Grau in Zeit

Warum konnte er nicht einfach auf dem Dach eines naheliegenden Hauses stehen, die Hände ausbreiten, die Finger spreizen, sich ein Kabel zwischen die Fußzehen klemmen und als Hausantenne wie viele andere für guten Empfang sorgen dürfen? Es wäre einfacher.

Der Tag hatte erst die Decke von sich geworfen und stand schon graumelliert im Körperkleid. Wasser tropfte auf die Scheibe, aus dem Wasserhahn auf das Email des Beckens. Das Kaffeepulver war noch trocken, sein Magen wie leer gepumpt. Weder roch es nach Frühstück noch nach dem Parfüm einer Frau.
Zwei Mädchen am Ausschank hatten gewettet, ob er Sekt oder Wein trinken würde. Eine verlor. Und dann: die Frau in Rot, in roten Jeans und Jacke — gestern. Sie hatte soviele Falten in ihrem jugendli­chen Gesicht, so zaghafte Bewegungen bei jedem Rhythmus der Musik. Das Glas Sekt trank er alleine.
Die Hosen lagen angespannt auf all den einsamen Körpern wie langsam tau­ernder Schnee auf Asphalt. Bunte Lichter bewegten sich auf dem Tanzboden, auch dann wenn er nicht tanzte und dann noch als er ging.

Er drückte rote Paste auf die Zahnbürste. Drei Minuten waren wieder eine lange Zeit. Die Zeit stach auf ihn ein. Der Kaffee kondensierte durch den Gaumen, der Toast zerbröckelte in sandfeine Teile bis sie den Magen füllten. Selbst der Staub auf den Bücherre­galen blieb ermattet liegen.
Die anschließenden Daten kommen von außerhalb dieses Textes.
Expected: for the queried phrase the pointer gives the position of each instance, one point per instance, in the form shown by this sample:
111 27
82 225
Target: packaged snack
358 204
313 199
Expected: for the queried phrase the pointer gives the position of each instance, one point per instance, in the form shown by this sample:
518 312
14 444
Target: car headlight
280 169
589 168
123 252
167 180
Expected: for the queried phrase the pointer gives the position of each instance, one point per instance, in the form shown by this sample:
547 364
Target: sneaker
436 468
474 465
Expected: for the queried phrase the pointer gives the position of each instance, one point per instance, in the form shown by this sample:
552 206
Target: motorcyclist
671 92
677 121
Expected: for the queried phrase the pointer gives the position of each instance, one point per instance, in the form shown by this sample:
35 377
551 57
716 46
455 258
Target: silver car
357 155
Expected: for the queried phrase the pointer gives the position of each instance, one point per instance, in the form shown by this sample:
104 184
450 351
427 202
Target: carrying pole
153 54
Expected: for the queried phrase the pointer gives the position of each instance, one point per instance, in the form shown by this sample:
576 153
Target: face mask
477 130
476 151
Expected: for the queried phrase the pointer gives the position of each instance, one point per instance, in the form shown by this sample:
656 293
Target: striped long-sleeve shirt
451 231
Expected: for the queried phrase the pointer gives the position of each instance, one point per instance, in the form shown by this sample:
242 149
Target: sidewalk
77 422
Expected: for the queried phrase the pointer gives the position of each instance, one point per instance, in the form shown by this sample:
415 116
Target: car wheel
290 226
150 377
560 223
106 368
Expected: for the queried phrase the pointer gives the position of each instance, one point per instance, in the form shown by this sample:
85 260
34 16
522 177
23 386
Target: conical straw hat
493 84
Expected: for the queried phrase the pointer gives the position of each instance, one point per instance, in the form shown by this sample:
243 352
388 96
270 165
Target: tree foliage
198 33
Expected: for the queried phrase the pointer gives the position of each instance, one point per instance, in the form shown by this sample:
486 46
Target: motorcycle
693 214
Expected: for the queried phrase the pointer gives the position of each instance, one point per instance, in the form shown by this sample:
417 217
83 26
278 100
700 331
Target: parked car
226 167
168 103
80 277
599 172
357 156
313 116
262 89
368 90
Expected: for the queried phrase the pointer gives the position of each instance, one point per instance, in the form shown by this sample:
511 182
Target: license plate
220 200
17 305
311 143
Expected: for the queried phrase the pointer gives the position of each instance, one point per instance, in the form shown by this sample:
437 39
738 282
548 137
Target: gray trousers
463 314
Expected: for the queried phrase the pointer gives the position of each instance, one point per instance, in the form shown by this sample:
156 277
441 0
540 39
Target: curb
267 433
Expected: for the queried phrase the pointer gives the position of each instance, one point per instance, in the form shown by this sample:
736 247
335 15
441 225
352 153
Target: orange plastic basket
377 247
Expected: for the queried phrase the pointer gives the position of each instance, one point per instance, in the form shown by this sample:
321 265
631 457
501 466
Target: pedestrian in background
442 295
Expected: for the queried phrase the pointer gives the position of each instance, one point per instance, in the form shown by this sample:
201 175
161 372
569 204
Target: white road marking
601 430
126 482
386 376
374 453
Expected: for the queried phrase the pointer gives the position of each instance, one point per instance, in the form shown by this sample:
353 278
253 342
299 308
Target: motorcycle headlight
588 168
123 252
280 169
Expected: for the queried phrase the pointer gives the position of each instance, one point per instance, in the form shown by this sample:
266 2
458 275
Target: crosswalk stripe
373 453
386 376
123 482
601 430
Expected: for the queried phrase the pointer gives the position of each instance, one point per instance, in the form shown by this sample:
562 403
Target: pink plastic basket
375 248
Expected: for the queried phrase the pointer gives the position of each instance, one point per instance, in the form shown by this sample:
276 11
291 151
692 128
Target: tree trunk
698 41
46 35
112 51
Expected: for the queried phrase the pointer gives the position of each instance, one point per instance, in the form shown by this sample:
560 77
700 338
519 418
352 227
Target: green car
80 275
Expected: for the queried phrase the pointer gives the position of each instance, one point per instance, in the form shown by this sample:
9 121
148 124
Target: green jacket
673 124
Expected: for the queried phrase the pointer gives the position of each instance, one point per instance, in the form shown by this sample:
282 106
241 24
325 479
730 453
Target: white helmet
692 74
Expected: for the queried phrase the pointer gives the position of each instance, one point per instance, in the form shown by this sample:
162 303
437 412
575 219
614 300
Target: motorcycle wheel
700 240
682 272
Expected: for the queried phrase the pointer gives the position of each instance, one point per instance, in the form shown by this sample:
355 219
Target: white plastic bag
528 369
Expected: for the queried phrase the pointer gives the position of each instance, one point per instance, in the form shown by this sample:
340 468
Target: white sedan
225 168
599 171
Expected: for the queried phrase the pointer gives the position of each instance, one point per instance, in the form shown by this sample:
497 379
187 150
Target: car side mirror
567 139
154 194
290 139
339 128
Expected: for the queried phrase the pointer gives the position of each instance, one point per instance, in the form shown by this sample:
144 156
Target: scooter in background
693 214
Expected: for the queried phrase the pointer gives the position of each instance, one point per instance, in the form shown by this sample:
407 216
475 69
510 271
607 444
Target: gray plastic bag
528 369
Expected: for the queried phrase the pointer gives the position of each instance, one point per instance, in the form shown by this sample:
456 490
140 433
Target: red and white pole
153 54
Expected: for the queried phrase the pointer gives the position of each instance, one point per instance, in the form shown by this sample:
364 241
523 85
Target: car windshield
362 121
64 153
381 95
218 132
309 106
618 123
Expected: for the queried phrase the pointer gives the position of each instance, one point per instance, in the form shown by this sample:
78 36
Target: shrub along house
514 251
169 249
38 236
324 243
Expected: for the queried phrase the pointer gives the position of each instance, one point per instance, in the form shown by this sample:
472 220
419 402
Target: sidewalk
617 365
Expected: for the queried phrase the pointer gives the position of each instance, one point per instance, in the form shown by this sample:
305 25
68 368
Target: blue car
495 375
Wenn Hausantennen Seelen hätten, fragte er sich, würden sie davon­laufen?
Stur stehen bleiben, neue Programme fordern oder in sich zusammenfallen?
Würden sich die Kamine an ihrer Seite betrogen fühlen, als ehemals höchster Punkt des Hauses?
Würde es deshalb zu Krieg kommen zwischen Kaminen und Hausantennen?
Würden herumschleichende Katzen zu schlichten versuchen oder umschmei­chelnd sich für die eine oder andere Partei kümmern und ihren Nut­zen daraus ziehen?
Die Wohnungen werden kalt werden und stumm.

Er zog die Decke über sich, hörte Bachs Trauerode, die sich dem Weih­nachtsoratorium näherte, zählte die Tage bis Weihnachten, substrahierte die Tage, die seit dem Tod des Vaters vergangen waren, dividierte die Zahl durch sein Lebensalter. Er lachte auf und hörte weiter zu.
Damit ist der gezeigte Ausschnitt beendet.